Greece’s austerity plan endorsed
European Commission rejects talk of a bail-out and takes Athens to task for poor statistics.
The European Commission today gave its backing to budget-cutting measures that Greece hopes will bring its deficit under control by 2012.
Joaquín Almunia, the European commissioner for economic and monetary affairs, said that efforts to cut Greece’s ballooning deficit were “absolutely urgent”.
Click Here: pinko shop cheap
Almunia said the Commission felt that a Greek government plan to get its budget deficit below 3% of gross domestic product (GDP) by 2012 “is achievable”.
Greece estimates its 2009 deficit at 12.7% of GDP, the largest in the eurozone.

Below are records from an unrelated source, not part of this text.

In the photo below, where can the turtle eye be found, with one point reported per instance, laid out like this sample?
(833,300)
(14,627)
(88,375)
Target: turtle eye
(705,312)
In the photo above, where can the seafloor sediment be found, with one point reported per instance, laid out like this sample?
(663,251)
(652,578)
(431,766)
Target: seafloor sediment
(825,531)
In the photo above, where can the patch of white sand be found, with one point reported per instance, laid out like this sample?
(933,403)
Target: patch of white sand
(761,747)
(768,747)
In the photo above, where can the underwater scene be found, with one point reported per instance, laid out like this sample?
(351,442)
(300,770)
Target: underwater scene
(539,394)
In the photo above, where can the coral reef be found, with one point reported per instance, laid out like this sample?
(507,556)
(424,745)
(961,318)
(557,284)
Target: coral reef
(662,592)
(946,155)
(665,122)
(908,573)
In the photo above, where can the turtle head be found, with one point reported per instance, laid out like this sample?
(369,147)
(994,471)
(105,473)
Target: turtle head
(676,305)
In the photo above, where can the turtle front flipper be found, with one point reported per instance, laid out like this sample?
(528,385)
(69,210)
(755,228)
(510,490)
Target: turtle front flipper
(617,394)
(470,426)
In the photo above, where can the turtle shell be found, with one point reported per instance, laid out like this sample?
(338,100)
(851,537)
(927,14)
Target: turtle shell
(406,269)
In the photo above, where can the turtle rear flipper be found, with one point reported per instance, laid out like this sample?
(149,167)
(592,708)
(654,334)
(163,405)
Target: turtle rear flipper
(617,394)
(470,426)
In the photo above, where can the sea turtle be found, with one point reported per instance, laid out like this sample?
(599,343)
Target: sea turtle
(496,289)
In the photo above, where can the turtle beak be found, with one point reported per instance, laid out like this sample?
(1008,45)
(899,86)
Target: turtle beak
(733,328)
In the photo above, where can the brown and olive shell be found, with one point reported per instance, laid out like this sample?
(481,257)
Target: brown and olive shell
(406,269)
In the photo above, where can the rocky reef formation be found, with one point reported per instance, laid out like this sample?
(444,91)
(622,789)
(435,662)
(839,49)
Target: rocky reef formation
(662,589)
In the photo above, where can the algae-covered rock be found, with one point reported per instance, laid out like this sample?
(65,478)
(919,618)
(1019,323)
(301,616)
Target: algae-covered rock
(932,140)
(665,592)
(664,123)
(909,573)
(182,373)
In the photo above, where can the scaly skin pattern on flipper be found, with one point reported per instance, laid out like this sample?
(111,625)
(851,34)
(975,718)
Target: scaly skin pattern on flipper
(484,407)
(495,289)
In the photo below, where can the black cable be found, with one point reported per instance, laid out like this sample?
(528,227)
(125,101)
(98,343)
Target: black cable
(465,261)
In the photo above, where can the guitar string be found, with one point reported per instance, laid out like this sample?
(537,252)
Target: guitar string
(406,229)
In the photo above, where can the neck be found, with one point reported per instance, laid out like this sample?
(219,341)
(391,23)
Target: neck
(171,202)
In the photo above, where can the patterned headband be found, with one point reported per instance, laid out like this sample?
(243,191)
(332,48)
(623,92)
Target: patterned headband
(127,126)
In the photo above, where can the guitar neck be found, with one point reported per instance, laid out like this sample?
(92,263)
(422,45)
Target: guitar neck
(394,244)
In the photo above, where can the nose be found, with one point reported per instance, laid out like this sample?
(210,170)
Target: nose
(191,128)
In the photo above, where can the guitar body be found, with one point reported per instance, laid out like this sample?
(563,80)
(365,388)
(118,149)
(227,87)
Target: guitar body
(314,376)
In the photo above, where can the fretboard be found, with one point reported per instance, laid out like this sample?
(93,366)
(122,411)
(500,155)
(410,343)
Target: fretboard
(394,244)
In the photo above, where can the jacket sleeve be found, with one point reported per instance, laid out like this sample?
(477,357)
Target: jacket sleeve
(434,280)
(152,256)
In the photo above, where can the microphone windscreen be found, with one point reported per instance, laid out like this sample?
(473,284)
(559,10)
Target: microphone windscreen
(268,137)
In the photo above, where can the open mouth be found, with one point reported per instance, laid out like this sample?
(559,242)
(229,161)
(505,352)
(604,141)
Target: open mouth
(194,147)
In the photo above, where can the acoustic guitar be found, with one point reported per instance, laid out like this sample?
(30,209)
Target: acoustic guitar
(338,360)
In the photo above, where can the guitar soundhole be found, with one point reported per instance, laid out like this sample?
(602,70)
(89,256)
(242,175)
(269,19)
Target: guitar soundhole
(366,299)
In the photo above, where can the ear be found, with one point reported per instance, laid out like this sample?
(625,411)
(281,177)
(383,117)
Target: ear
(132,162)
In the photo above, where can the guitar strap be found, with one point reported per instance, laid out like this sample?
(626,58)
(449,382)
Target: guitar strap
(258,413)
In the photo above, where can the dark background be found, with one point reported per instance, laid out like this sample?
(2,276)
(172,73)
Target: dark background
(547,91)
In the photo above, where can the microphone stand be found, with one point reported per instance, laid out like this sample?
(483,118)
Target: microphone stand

The EU’s stability and growth pact requires members of the euro currency zone to keep their deficit below 3 %.
Almunia rejected calls for a bail-out from the EU or the International Monetary Fund, adding that the EU “had instruments enough” to deal with the crisis in Greece.
Almunia warned, however, that the EU would hold Greece to stringent and permanent new monitoring rules to ensure it stayed on course to meet the target.
“The Commission will monitor the execution of the budget and of the reforms very closely and regularly,” Almunia said. He said he hoped other EU governments would back the monitoring plans and support Greece’s plan at the next meetings of finance ministers from the 16-member eurozone and 27-member EU on 15-16 February.
Almunia warned Greece that the EU would step in and recommend changes to economic and budget reforms if the targets started to slip.
The Commission warned that it would not allow the Greek budget crisis to threaten the stability of the euro or the economies of its members.
Under the proposed monitoring plan, Greece will have to report progress by a 16 March deadline on how it will implement measures to achieve cuts this year, and possible additional measures it will have to take. Almunia said follow-up reviews of the progress of reforms would be set in April and in May. Quarterly reports are expected after that.
The slew of austerity measures announced by Greek Prime Minister George Papandreou includes tax hikes, a cut in public-sector wages, a hiring freeze and reforms to pensions.
Infringement procedures
The Commission also announced that it has started infringement procedures against Athens over the way it collects its economic data. The Commission said Greece “failed in its duty to report reliable budgetary statistics”. It called on Greek authorities to “take all necessary steps” to fix the way statistics are gathered and reported to the EU.
Almunia called on Greece to adopt legislation by 15 May to publish budgetary reports on a monthly basis.
The Commission is also proposing that Eurostat, the EU’s statistical office, be given powers to audit member states’ public finances.
The Greek government was forced to revise its deficit projections upwards in October, a move that received heavy criticism from the EU over the quality of the country’s economic data.